Memory Leak in Debug Executor


I am trying to benchmark a large number of individual layer workloads using the debug runtime. To achieve more accurate results, I am executing the run function in a loop and up to 50 times.

However, I realized that every iteration of caused additional memory to be allocated. This memory is never freed, neither when destroying the module nor when recompiling it, only restarting the Python kernel frees ist.

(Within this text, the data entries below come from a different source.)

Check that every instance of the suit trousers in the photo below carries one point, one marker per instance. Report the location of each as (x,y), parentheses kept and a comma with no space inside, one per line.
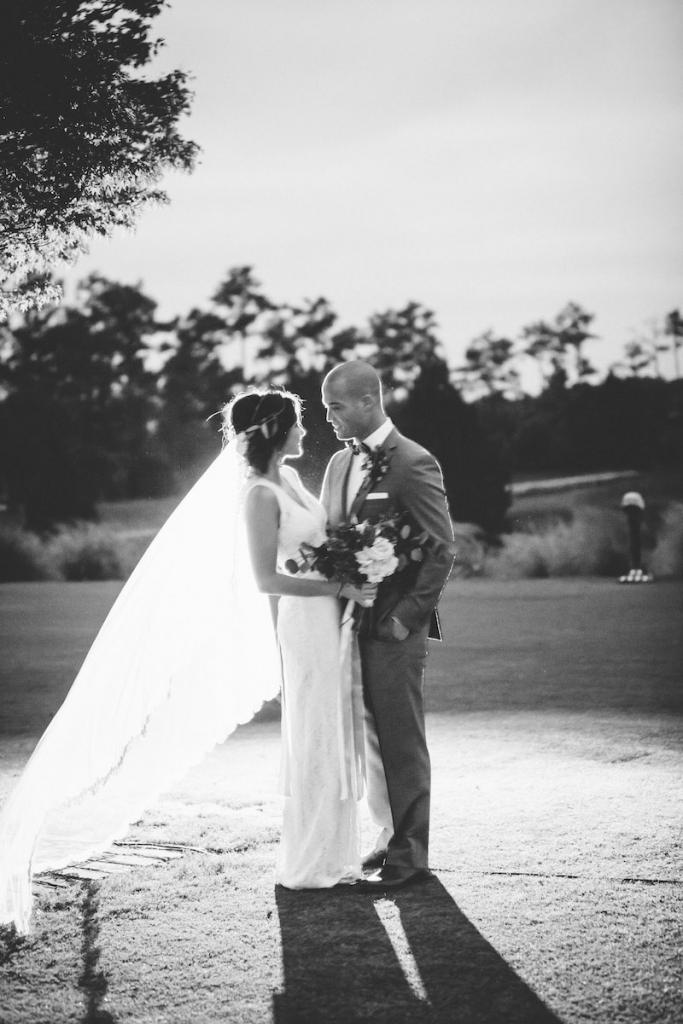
(396,748)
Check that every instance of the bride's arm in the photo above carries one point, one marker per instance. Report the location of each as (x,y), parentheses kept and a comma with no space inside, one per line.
(262,523)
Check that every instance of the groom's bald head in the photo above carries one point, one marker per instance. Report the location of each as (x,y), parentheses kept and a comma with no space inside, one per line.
(352,396)
(355,379)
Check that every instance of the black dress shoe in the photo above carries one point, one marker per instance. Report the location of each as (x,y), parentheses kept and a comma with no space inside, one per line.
(391,877)
(374,860)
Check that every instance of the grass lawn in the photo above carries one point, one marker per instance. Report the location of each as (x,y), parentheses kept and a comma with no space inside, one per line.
(555,730)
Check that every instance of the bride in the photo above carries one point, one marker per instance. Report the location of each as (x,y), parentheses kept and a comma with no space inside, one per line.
(187,653)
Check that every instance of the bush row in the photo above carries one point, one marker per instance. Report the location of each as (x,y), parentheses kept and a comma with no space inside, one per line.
(594,543)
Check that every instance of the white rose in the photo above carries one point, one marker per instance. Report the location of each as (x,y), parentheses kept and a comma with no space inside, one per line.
(378,561)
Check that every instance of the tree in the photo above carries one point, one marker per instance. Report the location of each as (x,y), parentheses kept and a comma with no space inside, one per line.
(674,330)
(557,346)
(79,404)
(194,385)
(489,368)
(86,136)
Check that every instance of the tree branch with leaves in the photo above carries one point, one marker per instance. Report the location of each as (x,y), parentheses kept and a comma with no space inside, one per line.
(86,135)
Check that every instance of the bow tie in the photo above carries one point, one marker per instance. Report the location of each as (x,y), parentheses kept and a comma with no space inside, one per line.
(358,448)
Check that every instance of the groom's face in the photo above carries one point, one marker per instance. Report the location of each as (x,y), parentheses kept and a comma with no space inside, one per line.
(348,413)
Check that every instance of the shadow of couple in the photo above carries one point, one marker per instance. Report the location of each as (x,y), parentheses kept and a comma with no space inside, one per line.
(412,956)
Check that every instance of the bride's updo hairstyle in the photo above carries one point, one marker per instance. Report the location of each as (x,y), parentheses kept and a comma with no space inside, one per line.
(260,421)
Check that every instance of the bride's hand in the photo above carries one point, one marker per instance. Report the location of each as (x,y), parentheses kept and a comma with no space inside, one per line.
(365,595)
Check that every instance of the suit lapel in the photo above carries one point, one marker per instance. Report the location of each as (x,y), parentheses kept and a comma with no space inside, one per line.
(357,503)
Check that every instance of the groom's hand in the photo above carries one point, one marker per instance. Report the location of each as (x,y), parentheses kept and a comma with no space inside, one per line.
(397,629)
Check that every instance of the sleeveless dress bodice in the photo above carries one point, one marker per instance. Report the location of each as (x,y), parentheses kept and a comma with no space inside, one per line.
(322,713)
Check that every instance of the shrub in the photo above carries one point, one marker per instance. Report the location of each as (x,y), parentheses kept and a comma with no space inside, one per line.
(23,556)
(86,552)
(593,544)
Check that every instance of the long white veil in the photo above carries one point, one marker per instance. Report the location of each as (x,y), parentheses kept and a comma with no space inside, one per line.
(186,653)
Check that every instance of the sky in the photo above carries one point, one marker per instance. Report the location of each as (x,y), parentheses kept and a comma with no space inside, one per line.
(491,159)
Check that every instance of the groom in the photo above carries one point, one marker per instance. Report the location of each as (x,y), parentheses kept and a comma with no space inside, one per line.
(383,473)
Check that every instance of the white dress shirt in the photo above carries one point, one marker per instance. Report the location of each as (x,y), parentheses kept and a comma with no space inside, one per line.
(355,476)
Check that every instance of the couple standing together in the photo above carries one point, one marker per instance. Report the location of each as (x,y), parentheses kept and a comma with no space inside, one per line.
(187,652)
(323,739)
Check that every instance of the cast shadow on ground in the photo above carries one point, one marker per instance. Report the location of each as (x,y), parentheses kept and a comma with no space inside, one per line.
(92,980)
(340,966)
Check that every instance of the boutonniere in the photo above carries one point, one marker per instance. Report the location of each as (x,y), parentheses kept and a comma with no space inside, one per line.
(375,465)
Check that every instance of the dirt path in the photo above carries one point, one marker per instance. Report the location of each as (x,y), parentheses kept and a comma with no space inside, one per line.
(555,731)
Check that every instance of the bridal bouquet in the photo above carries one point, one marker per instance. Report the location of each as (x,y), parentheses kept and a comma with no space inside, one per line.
(365,552)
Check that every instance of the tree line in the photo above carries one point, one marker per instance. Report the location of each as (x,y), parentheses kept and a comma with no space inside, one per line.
(100,398)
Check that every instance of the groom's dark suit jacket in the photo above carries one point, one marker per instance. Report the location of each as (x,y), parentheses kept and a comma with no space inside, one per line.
(413,483)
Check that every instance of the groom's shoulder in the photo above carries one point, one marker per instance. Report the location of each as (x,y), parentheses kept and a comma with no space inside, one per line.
(411,451)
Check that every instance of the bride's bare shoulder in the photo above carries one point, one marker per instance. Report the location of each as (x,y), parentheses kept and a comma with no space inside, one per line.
(260,496)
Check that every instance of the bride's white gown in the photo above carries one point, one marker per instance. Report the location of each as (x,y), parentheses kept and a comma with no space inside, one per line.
(185,654)
(322,715)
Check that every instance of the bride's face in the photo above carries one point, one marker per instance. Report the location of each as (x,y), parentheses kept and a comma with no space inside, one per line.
(292,448)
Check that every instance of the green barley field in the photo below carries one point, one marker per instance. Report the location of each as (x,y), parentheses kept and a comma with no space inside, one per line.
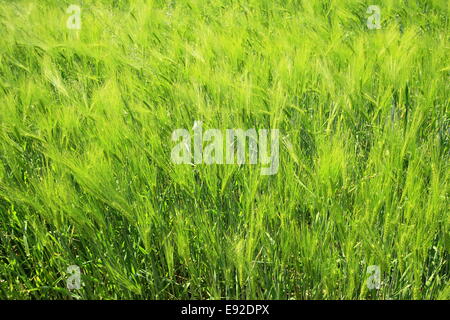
(358,207)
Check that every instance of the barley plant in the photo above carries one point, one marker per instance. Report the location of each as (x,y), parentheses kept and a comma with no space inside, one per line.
(93,207)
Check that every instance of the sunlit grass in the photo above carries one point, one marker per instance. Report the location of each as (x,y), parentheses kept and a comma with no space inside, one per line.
(85,138)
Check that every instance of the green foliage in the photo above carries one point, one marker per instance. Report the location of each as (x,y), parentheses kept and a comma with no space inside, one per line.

The same error does not occur, when I am using the profile function with the PAPI backend.

minimal example:

from tvm.contrib.debugger import debug_executor as graph_runtime
import os
import psutil

mod =
params = {}
with tvm.transform.PassContext(opt_level=3):
    compiled_graph_lib =, target_class, params=params)
## building runtime
debug_g_mod = graph_runtime.GraphModuleDebug(
    compiled_graph_lib["debug_create"]("default", dev),

for r in range(0, runs):
    # run debug runtime with time measurements only
    print(r+1, psutil.Process(os.getpid()).memory_info().rss / 1024 ** 2)

Should I just use profile instead or will the time measurement be less precise with that function? Used TVM Version: 0.8.dev0

Hey Max can you open a github issue? Also can’t seem to run your minimal example.

One thing to try if you have time is to use a dev install from source of TVM to see if this is still an issue.